I once saw a senior NCO with 15 years of service wash dishes for a private who’d probably been in for less then six months, just to ensure he got steak the following week.

I never spent more then a week at a time on one of those tiny bases, but every time I visited, I stocked up on cigarettes to bribe the cooks. (Yes, the army, like prison is run on a well-oiled barter system of cigarettes and favors)

2. Mechanic


The army runs on diesel. Unless you’re one of those poor light-infantry bastards who have to walk everywhere, you get around in a vehicle of some kind.

Unfortunately, the Army pays the cheapest SOBs on the planet to make its trucks, which means they break down constantly.

My Humvee once caught on fire… for no reason! AND THEY DIDN”T GET RID OF IT.

I apologize, this is obviously still a sore subject for me.

Everyday care and maintenance, like checking for engine leaks, changing air filters, or figuring out why the damned thing won’t start usually falls to the lowest ranking guy assigned to that particular truck, because it’s a pain in the ass and with rank comes privilege.

Mechanics only get involved if there’s a serious problem, (like an engine fire) and even then they moan and groan that you are taking them away from very important work.

Even after they get involved, most mechanics will only “advise” you before returning to their other “Work.”
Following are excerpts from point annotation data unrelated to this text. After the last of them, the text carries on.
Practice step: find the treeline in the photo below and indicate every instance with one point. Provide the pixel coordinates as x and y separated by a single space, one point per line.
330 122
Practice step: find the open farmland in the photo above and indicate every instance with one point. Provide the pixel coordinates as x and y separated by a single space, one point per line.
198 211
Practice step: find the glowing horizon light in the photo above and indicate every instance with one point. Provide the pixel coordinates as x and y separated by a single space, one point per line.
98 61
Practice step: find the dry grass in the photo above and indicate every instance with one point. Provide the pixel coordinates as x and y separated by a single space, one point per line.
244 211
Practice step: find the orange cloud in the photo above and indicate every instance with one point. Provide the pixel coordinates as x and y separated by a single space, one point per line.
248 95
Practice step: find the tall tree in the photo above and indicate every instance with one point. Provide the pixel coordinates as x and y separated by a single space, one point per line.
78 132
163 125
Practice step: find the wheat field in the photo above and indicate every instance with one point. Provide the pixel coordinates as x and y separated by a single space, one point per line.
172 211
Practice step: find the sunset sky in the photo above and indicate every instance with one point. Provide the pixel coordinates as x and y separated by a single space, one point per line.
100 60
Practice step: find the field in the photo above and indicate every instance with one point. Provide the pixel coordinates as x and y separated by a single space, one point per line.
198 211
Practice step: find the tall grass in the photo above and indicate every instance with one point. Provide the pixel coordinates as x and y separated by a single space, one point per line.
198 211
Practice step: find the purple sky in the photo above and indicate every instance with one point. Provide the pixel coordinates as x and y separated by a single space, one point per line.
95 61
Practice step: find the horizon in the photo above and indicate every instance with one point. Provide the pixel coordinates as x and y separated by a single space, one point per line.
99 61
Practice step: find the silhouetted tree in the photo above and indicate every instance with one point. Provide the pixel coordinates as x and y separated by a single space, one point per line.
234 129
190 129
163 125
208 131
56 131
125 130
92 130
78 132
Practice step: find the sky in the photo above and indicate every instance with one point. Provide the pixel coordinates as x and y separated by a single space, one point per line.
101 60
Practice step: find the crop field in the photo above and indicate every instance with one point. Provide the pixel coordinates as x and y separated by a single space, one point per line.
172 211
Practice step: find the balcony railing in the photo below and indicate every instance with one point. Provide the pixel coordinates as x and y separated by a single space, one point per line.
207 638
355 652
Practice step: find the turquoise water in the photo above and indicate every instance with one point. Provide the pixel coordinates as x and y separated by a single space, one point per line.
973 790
Lucky for me, I was on very good terms with a number of my unit’s mechanics. When you’ve sung Lola and Hey Jude at the top of your lungs with a guy at 1:00 am on a Wednesday night, with a five-mile run waiting for you at 6:30, it tends to bring you together.

1. Human Resources 

(No Photos of human resource specialists were deemed interesting enough to include)

Anyone who works at a large corporation can tell you; human resources is a pain in the ass. This goes doubly for the Army. After all, it is a bureaucracy, and bureaucracies run on paperwork.

Human resource specialists are responsible for everything from delivering to processing awards, promotions, official reprimands and changes of duty stations to delivering the freaking mail, (Another one of those key components of morale) and as anyone who has spent more then 5 minutes in the Army will tell you, They are awful at their jobs.

Paperwork is lost constantly, which can mean (as happened to me personally) delayed vacations, or (as thankfully did not happen to me) delayed promotions.

As frustrating as these situations may be, you still can’t afford to blow your top when dealing with S1, because if you piss them off they’ll simply drag their feet all the more, and who’s going to stop them? Even your unit commander is afraid of them.

Instead, try to befriend at least one of the HR folks in your unit, they might still mess up your paperwork every now and again, but at least they’ll feel bad about screwing over a friend, and try to rectify the problem.

My in at the HR office was a young Kentuckian who lived on my floor at the barracks, who shared with me a love for cheap whiskey and Clint Eastwood. After a couple drunken weekends of Mexican stand offs and terrible Italian overdubbing, I had a friend and insurance against missing my next leave date. 

If you fail to befriend any of these people, because you are a social incompetent, the least you can do is make nice with the guy next to you, because god knows, if things get hairy, he’s the only one that will really matter.